Catalonia is located in the north-east of the Spanish territory and has a status of autonomy within the Spanish constitutional set up. Following a rejection by the Spanish High Courts of a new Statute of Autonomy voted by referendum in 2006, the Catalan electorate gave majority to pro-independence parties seeking a referendum on Catalonia’s status as a country. Said referendum, held on October 1 2017, was disrupted by Spanish security forces and in the aftermath many of its organizers, including Catalan Minister-President Carles Puigdemont, were arrested or went into exile. Charges of rebellion then sedition as well as misuse of funds were brought before the Spanish Supreme Court against Junqueras and other Catalan political leaders. The democratically elected Catalan government itself was effectively suspended unilaterally as per Article 155 of the Spanish Constitution.
For many years, and in particular since the developments mentioned above, actions taken by the government of Spain to silence self-determination movements seem more appropriate of an authoritarian state than a democratic one. Furthermore, justifications and actions taken by the Spanish government against self-determination movements have been used by authoritarian states such as China or Russia to justify similar actions within their country.
UNPO has been investigating the rights abuses and treatment of Catalan exiles and prisoners following Catalonia’s accession to our organization. The last one is the recent Pegasus scandal that has exposed the various ways governments around the world violate the core political and civic rights of self-determination activists.
The UN Human Rights Committee statement follows campaigning by Catalan civil society and political parties for an international response to the Spanish government’s violations of political rights and overall blocking of self-determination mechanisms through coercive means. Hélène Tigroudja, a member of the UN Human Rights Committee said that “the decision to suspend elected officials should rely on clear and foreseeable laws which establish reasonable and objective grounds for the restriction of the political rights, and must be applied based on an individualized assessment. Such an approach and safeguards are the best way to ensure respect for institutions and to promote the rule of law in a democratic society.

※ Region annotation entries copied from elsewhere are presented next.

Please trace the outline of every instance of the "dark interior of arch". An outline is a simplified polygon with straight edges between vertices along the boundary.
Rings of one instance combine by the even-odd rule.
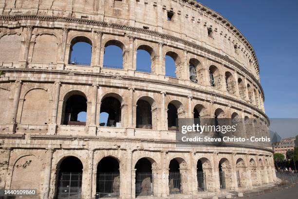
[[[83,164],[76,157],[70,156],[65,158],[60,165],[61,172],[82,172]]]
[[[136,127],[152,129],[151,105],[145,100],[139,100],[137,102]]]
[[[101,159],[97,165],[97,173],[118,172],[119,162],[112,157],[105,157]]]
[[[136,70],[151,73],[151,55],[146,48],[139,48],[137,50]]]
[[[168,105],[168,126],[176,129],[176,119],[178,118],[178,111],[176,106],[171,103]]]
[[[102,101],[100,113],[103,112],[109,114],[107,126],[116,126],[116,122],[121,121],[121,103],[116,98],[108,97]]]
[[[86,122],[77,122],[77,115],[81,112],[87,112],[87,100],[79,95],[74,95],[66,101],[63,124],[85,125]]]
[[[92,42],[85,37],[77,37],[71,43],[69,63],[90,65],[92,54]]]
[[[203,171],[203,164],[201,159],[198,160],[197,162],[197,171]]]
[[[151,172],[152,166],[150,161],[146,158],[139,159],[134,166],[136,172]]]
[[[179,163],[176,159],[173,159],[170,161],[168,168],[170,172],[179,172]]]

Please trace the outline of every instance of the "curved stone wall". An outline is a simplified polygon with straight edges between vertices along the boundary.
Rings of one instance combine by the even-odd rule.
[[[220,191],[223,171],[226,189],[276,180],[270,149],[175,147],[170,104],[179,118],[192,118],[194,112],[202,118],[242,118],[243,137],[268,135],[254,50],[219,14],[193,0],[6,0],[0,1],[0,156],[9,163],[1,170],[3,186],[21,187],[15,182],[22,175],[16,165],[32,159],[42,176],[35,181],[40,182],[38,196],[59,198],[61,162],[71,156],[81,161],[81,191],[87,198],[100,192],[97,165],[107,157],[119,163],[120,187],[114,190],[123,198],[136,196],[135,167],[142,158],[150,162],[151,188],[158,197],[172,193],[168,176],[173,159],[184,194],[202,194],[199,159],[209,191]],[[70,61],[78,41],[92,46],[90,65]],[[110,45],[122,50],[121,68],[104,65]],[[137,69],[139,49],[150,54],[149,72]],[[166,75],[166,55],[175,60],[176,77]],[[151,123],[140,125],[138,112],[145,104]],[[114,126],[102,126],[100,114],[109,108],[114,109]],[[71,118],[82,111],[85,122]],[[246,118],[255,122],[246,123]]]

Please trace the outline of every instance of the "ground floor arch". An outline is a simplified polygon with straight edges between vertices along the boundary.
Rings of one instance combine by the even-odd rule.
[[[96,199],[119,197],[119,168],[118,160],[113,157],[106,157],[99,161],[96,170]]]
[[[65,158],[58,165],[57,173],[57,199],[81,199],[83,174],[81,160],[74,156]]]

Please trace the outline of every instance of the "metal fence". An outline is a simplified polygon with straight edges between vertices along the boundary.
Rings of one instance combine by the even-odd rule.
[[[179,172],[170,172],[168,174],[168,188],[170,194],[181,193],[181,175]]]
[[[120,193],[120,172],[99,173],[95,198],[117,198]]]
[[[220,171],[220,184],[221,185],[221,189],[225,189],[225,179],[224,178],[224,171]]]
[[[153,178],[152,172],[136,172],[135,196],[153,195]]]
[[[197,172],[197,179],[198,181],[198,191],[206,190],[206,178],[204,171]]]
[[[82,172],[60,172],[57,199],[80,199]]]

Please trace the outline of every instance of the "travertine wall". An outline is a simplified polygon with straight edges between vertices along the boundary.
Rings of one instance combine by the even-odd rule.
[[[200,159],[210,191],[220,191],[220,162],[228,188],[241,190],[237,171],[242,187],[275,181],[270,149],[181,148],[175,145],[175,132],[168,128],[170,102],[179,118],[193,118],[196,108],[202,118],[219,113],[219,118],[252,119],[255,122],[240,122],[242,136],[267,135],[258,61],[242,34],[193,0],[116,1],[0,0],[0,159],[8,162],[0,168],[1,187],[36,188],[37,198],[54,198],[59,165],[70,156],[83,164],[83,198],[95,197],[97,164],[109,156],[120,164],[122,198],[135,197],[134,166],[144,157],[152,163],[157,196],[169,194],[173,159],[179,159],[186,195],[201,194],[196,179]],[[168,12],[174,13],[170,20]],[[91,66],[69,63],[77,38],[91,41]],[[123,69],[103,66],[105,47],[111,44],[123,50]],[[150,73],[136,70],[138,49],[150,52]],[[166,55],[175,55],[176,78],[165,75]],[[189,80],[190,62],[195,64],[197,82]],[[66,101],[78,94],[87,100],[86,125],[63,125]],[[121,104],[121,127],[99,126],[107,97]],[[140,99],[151,106],[152,129],[136,128]],[[32,162],[27,168],[16,166],[28,160]],[[32,183],[19,181],[29,178]]]

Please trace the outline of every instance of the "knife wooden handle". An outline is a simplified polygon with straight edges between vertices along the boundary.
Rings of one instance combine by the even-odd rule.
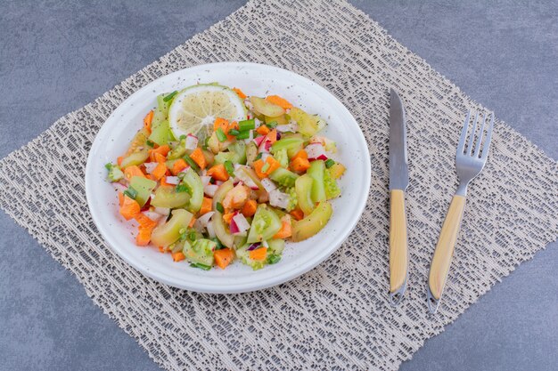
[[[407,269],[408,249],[405,192],[401,190],[391,190],[390,192],[390,293],[396,293],[403,287],[406,279]],[[405,288],[403,287],[403,289]],[[400,296],[403,295],[403,292],[399,294]],[[398,302],[394,302],[392,300],[392,304],[396,305]]]
[[[459,195],[454,196],[444,220],[444,224],[442,224],[442,230],[439,232],[439,238],[436,245],[436,250],[434,250],[434,256],[432,257],[431,271],[428,277],[430,293],[436,302],[442,296],[464,209],[465,198]],[[429,305],[431,305],[430,302]],[[438,302],[436,302],[437,307]],[[432,309],[431,309],[431,311],[432,311]],[[433,311],[436,311],[436,309]]]

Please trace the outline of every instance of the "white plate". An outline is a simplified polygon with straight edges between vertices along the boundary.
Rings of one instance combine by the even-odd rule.
[[[135,224],[119,214],[114,186],[105,181],[104,165],[122,155],[156,107],[156,96],[198,83],[218,82],[250,95],[278,94],[325,118],[325,135],[337,142],[347,172],[340,181],[341,196],[333,200],[333,215],[313,238],[287,243],[281,261],[253,271],[235,262],[226,270],[206,271],[174,262],[168,254],[135,244]],[[347,238],[362,214],[370,188],[370,155],[355,118],[329,92],[316,83],[276,67],[241,62],[206,64],[160,77],[132,94],[104,123],[89,152],[86,192],[93,219],[114,251],[134,268],[165,284],[205,293],[243,293],[270,287],[305,273],[329,257]]]

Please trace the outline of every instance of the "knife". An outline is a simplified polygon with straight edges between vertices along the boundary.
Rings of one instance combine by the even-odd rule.
[[[406,288],[409,265],[405,190],[409,184],[403,103],[390,93],[390,302],[398,305]]]

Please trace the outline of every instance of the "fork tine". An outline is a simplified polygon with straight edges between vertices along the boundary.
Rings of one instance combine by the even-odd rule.
[[[484,135],[484,125],[487,123],[488,114],[485,112],[482,115],[482,125],[480,125],[480,132],[479,132],[479,139],[477,140],[477,145],[475,146],[475,158],[479,157],[479,152],[480,151],[480,144],[482,144],[482,137]]]
[[[472,124],[472,130],[471,131],[471,136],[469,137],[469,142],[467,143],[467,150],[465,154],[471,155],[473,149],[473,141],[475,140],[475,132],[477,131],[477,122],[479,121],[479,112],[475,114],[475,121]]]
[[[484,146],[482,148],[482,155],[480,158],[486,160],[488,157],[488,149],[490,149],[490,140],[492,140],[492,128],[494,127],[494,112],[490,116],[490,125],[488,125],[488,130],[487,131],[487,140],[484,142]]]
[[[465,122],[463,125],[463,130],[461,131],[461,137],[459,137],[459,143],[457,143],[457,152],[461,151],[464,153],[465,151],[465,138],[467,138],[467,129],[469,129],[469,118],[471,117],[471,109],[467,111],[467,116],[465,117]]]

UNPO is calling on the Spanish governments to change their bellicose stance towards Catalan self-determination activists and to the EU to break the silence around the Spanish practices. The Spanish authorities must react to this judgment and both reform and depoliticise its judiciary, working on a more credible rule-of-law system. In addition, it should not be afraid of providing a political space for a discussion over Catalonia’s status and an eventual referendum on said status.